Covid vaccines at risk of expiry due to low uptake

Health Principal Secretary Susan Mochache gets her Covid-19 booster during the launch of Accelerated Covid-19 Vaccination in Nairobi County at Kibera Level 3 Hospital on June 2, 2022 by the Ministry of Health.

Photo credit: Francis Nderitu I Nation Media Group

Coronavirus vaccines were touted as a biomedical triumph. They were safe, efficacious and free and dramatically reduced serious illness and death, one of the great biomedical achievements of all time.

Using a mathematical model, a study published June 23 in the Lancet, shows that the vaccines saved 19.8 million lives in the first year of vaccination, starting Dec 8, 2020, in 185 countries and territories sampled.

This is based on a broad definition of pandemic suffering, the estimated excess death toll, and amounts to averting an astounding 63 per cent of all deaths — in other words, cutting the loss by more than half.

If the World Health Organisation’s (WHO) global target of a vaccination rate of 40 percent of all populations by the end of 2021 had been met, it would have averted nearly 600,000 additional deaths, the study says.

Vaccination has been the cornerstone of current strategies to mitigate the Covid-19 pandemic, through reductions in transmission, illness, and death.

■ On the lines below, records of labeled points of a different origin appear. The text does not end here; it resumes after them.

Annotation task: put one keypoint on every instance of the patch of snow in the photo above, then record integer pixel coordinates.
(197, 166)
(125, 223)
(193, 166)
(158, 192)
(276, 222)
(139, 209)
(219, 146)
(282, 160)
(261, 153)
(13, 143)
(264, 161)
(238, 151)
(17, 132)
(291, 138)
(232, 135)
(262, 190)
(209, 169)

But the vaccines’ success has been tempered by the refusal of millions to accept the shots largely due to the proliferation of misinformation, that has ended up sparking hesitancy.

According to a number of studies, while supply is no longer the problem, Covid-19 vaccine uptake among the eligible population has slowed down due to hesitancy and apathy. 

Intake of the jab

Currently, anyone over the age of 15 is eligible to receive an authorised vaccine, with Pfizer being reserved for teenagers.

The downtrend in the intake of the jab in recent months has led to fears that thousands of the doses could go to waste.

As a result, countries and even vaccine manufacturers have been forced to destroy hundreds of thousands of expired and unused Covid-19 vaccine doses.

In Europe, Switzerland is among the first countries that announced plans to destroy hundreds of thousands of vaccines that have reached their expiration date.

In May 2022, Moderna Chief Executive Officer Stéphane Bancel told the World Economic Forum in Davos, Switzerland that the company was in the process of throwing 30 million doses in the garbage due to lack of demand.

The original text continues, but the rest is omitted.